When you swim in the Barton Springs Pool, you always have company-- and not just human company.
Endangered salamanders have been living and swimming in the springs for 100,000 years.
"The way I figure it, we really need to consider ourselves guests in their home," Austin City Council Member Laura Morrison said.
Now, thanks to a renewed permit from the U.S. Fish and Wildlife Service, Austinites can keep sharing the water with our underwater friends.
"If we didn't have the permit, it's likely we wouldn't have Barton Springs open for swimming," city salamander biologist Laurie Dries said.

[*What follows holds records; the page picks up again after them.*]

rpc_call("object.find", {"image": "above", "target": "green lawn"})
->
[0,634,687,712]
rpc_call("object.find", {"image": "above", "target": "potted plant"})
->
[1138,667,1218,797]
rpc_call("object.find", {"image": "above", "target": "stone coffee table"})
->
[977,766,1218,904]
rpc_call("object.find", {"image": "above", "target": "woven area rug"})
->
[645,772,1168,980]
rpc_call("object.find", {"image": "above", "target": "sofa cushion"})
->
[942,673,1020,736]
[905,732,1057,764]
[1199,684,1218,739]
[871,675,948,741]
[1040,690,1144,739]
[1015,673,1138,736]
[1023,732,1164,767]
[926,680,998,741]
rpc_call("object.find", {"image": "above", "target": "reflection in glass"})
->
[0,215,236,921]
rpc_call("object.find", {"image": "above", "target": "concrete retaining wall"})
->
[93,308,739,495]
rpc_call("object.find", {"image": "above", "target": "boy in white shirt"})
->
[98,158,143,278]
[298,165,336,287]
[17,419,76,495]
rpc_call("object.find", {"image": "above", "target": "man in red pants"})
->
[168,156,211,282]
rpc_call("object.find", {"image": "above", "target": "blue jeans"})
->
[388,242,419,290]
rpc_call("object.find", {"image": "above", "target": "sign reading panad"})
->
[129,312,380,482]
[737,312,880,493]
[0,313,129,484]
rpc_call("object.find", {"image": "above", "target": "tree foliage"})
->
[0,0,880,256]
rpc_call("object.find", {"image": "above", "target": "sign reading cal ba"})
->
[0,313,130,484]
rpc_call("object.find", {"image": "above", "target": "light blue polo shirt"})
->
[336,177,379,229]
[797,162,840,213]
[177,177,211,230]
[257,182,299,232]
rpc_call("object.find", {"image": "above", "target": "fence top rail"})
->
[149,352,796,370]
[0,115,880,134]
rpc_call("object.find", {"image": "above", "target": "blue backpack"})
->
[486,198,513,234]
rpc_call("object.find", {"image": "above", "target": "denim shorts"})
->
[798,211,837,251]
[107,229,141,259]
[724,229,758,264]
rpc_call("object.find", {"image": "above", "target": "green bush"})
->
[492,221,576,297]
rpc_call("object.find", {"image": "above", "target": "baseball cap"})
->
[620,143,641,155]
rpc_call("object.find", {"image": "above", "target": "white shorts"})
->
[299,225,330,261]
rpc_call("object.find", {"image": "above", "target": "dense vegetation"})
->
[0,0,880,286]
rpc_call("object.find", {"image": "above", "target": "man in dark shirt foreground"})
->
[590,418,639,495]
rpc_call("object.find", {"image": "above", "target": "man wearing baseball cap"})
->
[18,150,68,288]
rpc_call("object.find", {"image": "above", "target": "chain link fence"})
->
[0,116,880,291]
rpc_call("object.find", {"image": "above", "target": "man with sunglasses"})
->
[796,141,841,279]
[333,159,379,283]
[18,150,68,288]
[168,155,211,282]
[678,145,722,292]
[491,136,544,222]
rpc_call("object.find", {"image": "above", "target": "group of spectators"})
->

The permit includes a new habitat conservation plan. The plan outlines, among other things, what cleaning materials the city can use.
"For instance, we don't use chemicals to clean in the aquatic habitat here because it's harmful to the aquatic life," Dries said.
The cleaning guidelines and the rest of the plan will enhance your swimming experience by helping to keep the water clear, but city leaders say the most important beneficiaries are the ones who've been swimming here for a hundred millennia.
"We preserve and protect not one but two endangered species, and so I think that speaks very well of the kind of values that we hold very dear here in Austin," Austin City Council Member Kathie Tovo said.
The U.S. Fish and Wildlife Service has been issuing permits for Barton Springs since 1995.
The new permit announced Friday will last for 20 years.
The Barton Springs Salamander and the Austin Blind Salamander are only found in Austin and nowhere else on the globe.